Though the campaigning is muted because of Covid protocols, Patnaik has created a buzz with his largesse. This includes a financial package to Mission Shakti assistants and Anganwadi staff, most of whom are women. A house repair assistance of Rs 3,000 each has been announced for beneficiaries of a rural housing scheme; Rs 1,441 crore has been released to owners of 31 lakh pucca houses. Besides, Rs 5,000 has been sanctioned for everyone identified as an eligible beneficiary, but not provided with a pucca house, to repair their own dwellings. Odisha is the only state to take such a step.

Street vendors have been given a Covid assistance of Rs 3,000 each. Nearly 96 lakh households have been given a livelihood assistance of Rs 1,000 each under the National Food Security Act. The upper age limit for recruitment to government jobs has been increased by six years from 32 to 38; for disadvantaged sections, the limit will be 43 years. Salaries of junior teachers in primary schools have been increased; and government employees given an additional dearness allowance of 3 per cent.
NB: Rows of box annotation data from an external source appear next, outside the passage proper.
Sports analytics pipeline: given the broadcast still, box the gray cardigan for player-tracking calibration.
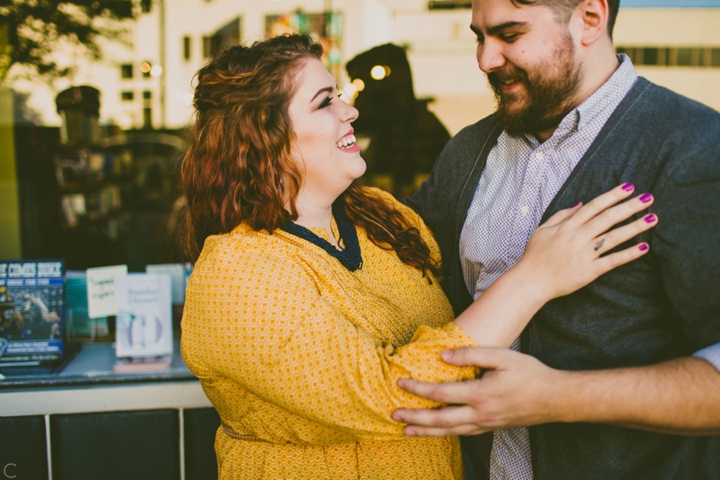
[405,78,720,480]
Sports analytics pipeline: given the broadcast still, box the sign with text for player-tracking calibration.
[87,265,127,318]
[115,273,173,358]
[0,260,65,373]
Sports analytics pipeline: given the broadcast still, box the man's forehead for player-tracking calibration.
[472,0,555,30]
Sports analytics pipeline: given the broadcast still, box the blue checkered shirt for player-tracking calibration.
[460,54,720,480]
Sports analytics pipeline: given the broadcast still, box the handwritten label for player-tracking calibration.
[87,265,127,318]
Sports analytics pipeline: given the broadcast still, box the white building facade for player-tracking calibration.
[9,0,720,134]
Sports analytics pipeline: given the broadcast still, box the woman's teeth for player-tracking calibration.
[336,135,357,149]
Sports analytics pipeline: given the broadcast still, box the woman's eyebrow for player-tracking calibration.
[310,87,337,103]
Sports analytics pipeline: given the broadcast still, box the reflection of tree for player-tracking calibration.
[0,0,132,82]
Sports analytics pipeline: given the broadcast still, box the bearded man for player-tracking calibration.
[394,0,720,480]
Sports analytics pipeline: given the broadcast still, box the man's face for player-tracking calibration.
[471,0,581,134]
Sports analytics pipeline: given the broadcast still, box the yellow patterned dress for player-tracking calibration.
[182,190,475,480]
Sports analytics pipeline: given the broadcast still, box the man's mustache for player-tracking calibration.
[486,64,528,89]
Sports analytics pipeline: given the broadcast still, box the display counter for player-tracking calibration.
[0,342,220,480]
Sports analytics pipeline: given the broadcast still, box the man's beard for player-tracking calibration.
[487,36,580,135]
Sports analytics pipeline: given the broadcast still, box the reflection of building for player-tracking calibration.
[347,43,450,197]
[7,0,720,133]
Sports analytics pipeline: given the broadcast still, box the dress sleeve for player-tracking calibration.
[183,239,476,440]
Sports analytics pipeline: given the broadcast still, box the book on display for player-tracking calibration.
[0,260,65,374]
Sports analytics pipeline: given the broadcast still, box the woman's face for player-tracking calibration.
[288,58,366,203]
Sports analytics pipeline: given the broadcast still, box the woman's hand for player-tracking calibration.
[513,183,658,301]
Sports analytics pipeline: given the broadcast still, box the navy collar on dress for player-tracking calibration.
[280,205,362,272]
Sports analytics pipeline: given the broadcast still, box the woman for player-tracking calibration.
[182,36,654,479]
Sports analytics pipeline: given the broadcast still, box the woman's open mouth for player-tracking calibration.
[335,130,360,153]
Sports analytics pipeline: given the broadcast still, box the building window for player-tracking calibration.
[709,48,720,67]
[616,46,720,68]
[677,48,693,67]
[140,62,152,78]
[183,37,192,60]
[203,37,212,58]
[120,63,133,78]
[143,107,152,128]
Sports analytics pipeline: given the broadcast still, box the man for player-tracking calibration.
[394,0,720,480]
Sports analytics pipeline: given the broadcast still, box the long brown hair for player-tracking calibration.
[181,35,438,280]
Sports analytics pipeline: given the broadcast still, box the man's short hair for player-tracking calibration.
[510,0,620,39]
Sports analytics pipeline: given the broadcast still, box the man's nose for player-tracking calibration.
[477,39,506,73]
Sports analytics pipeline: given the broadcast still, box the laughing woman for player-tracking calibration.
[182,36,651,480]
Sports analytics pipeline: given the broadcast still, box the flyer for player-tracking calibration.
[0,260,65,373]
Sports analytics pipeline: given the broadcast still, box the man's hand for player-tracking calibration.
[393,347,720,436]
[393,348,563,436]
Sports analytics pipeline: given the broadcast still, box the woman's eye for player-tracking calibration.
[320,97,332,108]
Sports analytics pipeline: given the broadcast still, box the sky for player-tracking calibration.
[620,0,720,8]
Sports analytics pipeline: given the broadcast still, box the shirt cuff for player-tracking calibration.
[693,343,720,372]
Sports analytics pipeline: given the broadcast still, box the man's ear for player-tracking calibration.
[575,0,610,47]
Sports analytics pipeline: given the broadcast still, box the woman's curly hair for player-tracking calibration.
[181,35,438,282]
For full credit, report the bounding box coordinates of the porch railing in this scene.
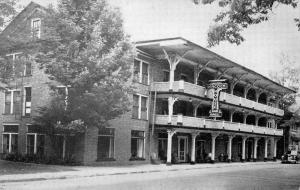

After the panchayat elections, there will be elections to five municipal corporations and 109 other urban local bodies. Here the slum dwellers are likely to get land rights. The Jagannath temple corridor project in Puri might help Patnaik counter votaries of the BJP’s hindutva; the Rs 800-crore heritage project envisages lush green space around the temple, wide corridors inside and outside for spiritual walks, renovation of ancient mutts and modern amenities for visitors. It is part of a Rs 3,208-crore project for Puri's all-round development under the ABADHA (Augmentation of Basic Amenities and Development of Heritage) scheme. A similar project is on in Bhubaneswar, around the equally acclaimed Lingaraj temple. All this is officially meant to boost tourism. But it has a message that good economics is also good politics.